Sage grouse and prairie chickens rely on wildflowers and other native plants to help conceal nests in the spring. Hens and chicks also eat wildflowers — and the protein-packed insects that live among them — during the summer and fall.

Rancher Dan Leuenberger planted a mix of grasses and wildflowers on his property to provide brood-rearing and nesting cover for birds. The wildflowers in these mixes will also provide great pollinator habitat and a riot of color from spring through fall. Photo by Renae Blum, courtesy of Nebraskland Magazine. Click on the photo to read more about how Dan created habitat for greater prairie-chickens on his Nebraska ranch.

Attracting the birds and the bees

Wildflowers also attract or feed pollinators, such as bees, beetles, hummingbirds, and butterflies, which are essential for helping plants reproduce. Studies show that native wildflowers are four times more attractive to pollinators than non-native flowers because local pollinating animals and native flowers evolved to help each other thrive.

Supporting pollinators by maintaining native wildflowers is essential because pollinators help boost yields on agricultural lands and generate one-third of the food we eat.

Without pollinators, 80% of the world’s flowers wouldn’t be able to propagate. Photo: NRCS-MT

Creating healthy soil

Wildflowers usually have deep or fibrous roots that keep soil stable and healthy. They grow best near other native plants with diverse root systems that work together to cycle nutrients, resist weeds, and keep water on the land.

In contrast, the shallow roots of non-native plants or invasive weeds don’t hold soil or water as well, which makes the land more susceptible to drought, fire, and erosion.

Beautiful scenery

Wildflowers make wonderful, colorful additions to home gardens, especially if you choose varieties that are native to the area. Since they are adapted to the local environment, wildflowers don’t need extra water or fertilizer and are more resilient to disease or pests.

Although it’s tempting to pick wildflowers for bouquets, leaving them intact helps feed wildlife and allows the plants to drop their seeds to make more lovely flowers the following year.

Medicinal uses

Wildflowers have been used for centuries as herbal remedies. For instance, Echinacea, or coneflower, is a common prairie wildflower that is lauded as an immune booster and cold buster. Yarrow, another common western wildflower, is used to staunch bleeding, ease toothaches, or reduce fevers.

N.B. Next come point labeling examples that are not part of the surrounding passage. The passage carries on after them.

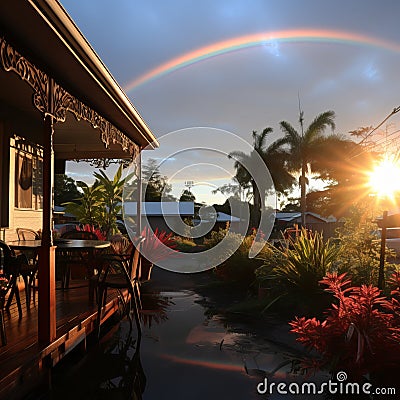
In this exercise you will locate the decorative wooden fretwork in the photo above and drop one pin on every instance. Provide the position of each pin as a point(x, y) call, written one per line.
point(104, 163)
point(52, 99)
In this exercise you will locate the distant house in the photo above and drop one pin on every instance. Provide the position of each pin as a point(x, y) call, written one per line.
point(314, 222)
point(221, 220)
point(162, 215)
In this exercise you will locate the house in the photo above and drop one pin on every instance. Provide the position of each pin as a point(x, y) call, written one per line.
point(58, 102)
point(165, 215)
point(221, 221)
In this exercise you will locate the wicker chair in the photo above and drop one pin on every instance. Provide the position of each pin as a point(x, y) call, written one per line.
point(11, 265)
point(70, 258)
point(29, 270)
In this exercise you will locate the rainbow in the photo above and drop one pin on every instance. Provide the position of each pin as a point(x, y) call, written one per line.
point(258, 39)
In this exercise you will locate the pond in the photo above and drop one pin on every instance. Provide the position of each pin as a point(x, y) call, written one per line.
point(184, 353)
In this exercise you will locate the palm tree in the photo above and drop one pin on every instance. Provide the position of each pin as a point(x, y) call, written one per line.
point(305, 146)
point(274, 158)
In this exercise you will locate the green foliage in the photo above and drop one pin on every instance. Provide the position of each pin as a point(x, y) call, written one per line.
point(184, 244)
point(236, 267)
point(187, 195)
point(360, 333)
point(293, 273)
point(111, 195)
point(360, 248)
point(156, 186)
point(65, 189)
point(87, 207)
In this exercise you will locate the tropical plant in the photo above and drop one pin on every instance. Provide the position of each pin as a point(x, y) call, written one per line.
point(360, 248)
point(65, 189)
point(360, 333)
point(296, 271)
point(111, 196)
point(91, 228)
point(156, 186)
point(235, 267)
point(305, 146)
point(88, 207)
point(100, 203)
point(158, 245)
point(275, 160)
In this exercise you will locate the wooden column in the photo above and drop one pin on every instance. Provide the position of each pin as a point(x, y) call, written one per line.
point(46, 274)
point(139, 196)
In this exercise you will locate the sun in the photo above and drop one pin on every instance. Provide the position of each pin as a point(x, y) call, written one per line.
point(384, 179)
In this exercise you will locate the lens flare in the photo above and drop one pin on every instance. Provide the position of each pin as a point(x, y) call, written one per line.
point(384, 179)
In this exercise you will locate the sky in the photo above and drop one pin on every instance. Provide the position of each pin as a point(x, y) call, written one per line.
point(239, 66)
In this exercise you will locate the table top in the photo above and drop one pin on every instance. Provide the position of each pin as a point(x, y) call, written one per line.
point(61, 244)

Echinacea, or purple coneflower, is a common prairie plant that can help fight off colds. Photo: Ulf Eliasson, WikiCommons

Threats to wildflowers

Weeds like non-native cheatgrass or medusahead are spreading fast in the American West, as are encroaching woody species like juniper or redcedar. These invading plants steal soil, space, and water from wildflowers and other native plants and can also introduce diseases.

Developing houses and roads or plowing up native plants for crops also destroys habitat for wildflowers.

Nebraska is on the front lines of an eastern redcedar invasion as illustrated by this photo from the Loess Canyons area. Woody plants crowd out native wildflowers and grasses. Photo by Dirac Twidwell, UNL

Conserving native plants and wildflowers

Through Working Lands for Wildlife (WLFW), the USDA Natural Resources Conservation Service helps agricultural producers foster diverse native plants — including wildflowers — by cost-sharing conservation practices that maintain healthy farms, forests, and pastures.

On western grazing lands, WLFW partners with ranchers to use prescribed fire, remove encroaching trees, or put in place rotational grazing. These practices help boost forage for livestock and also benefit wildlife and native plants.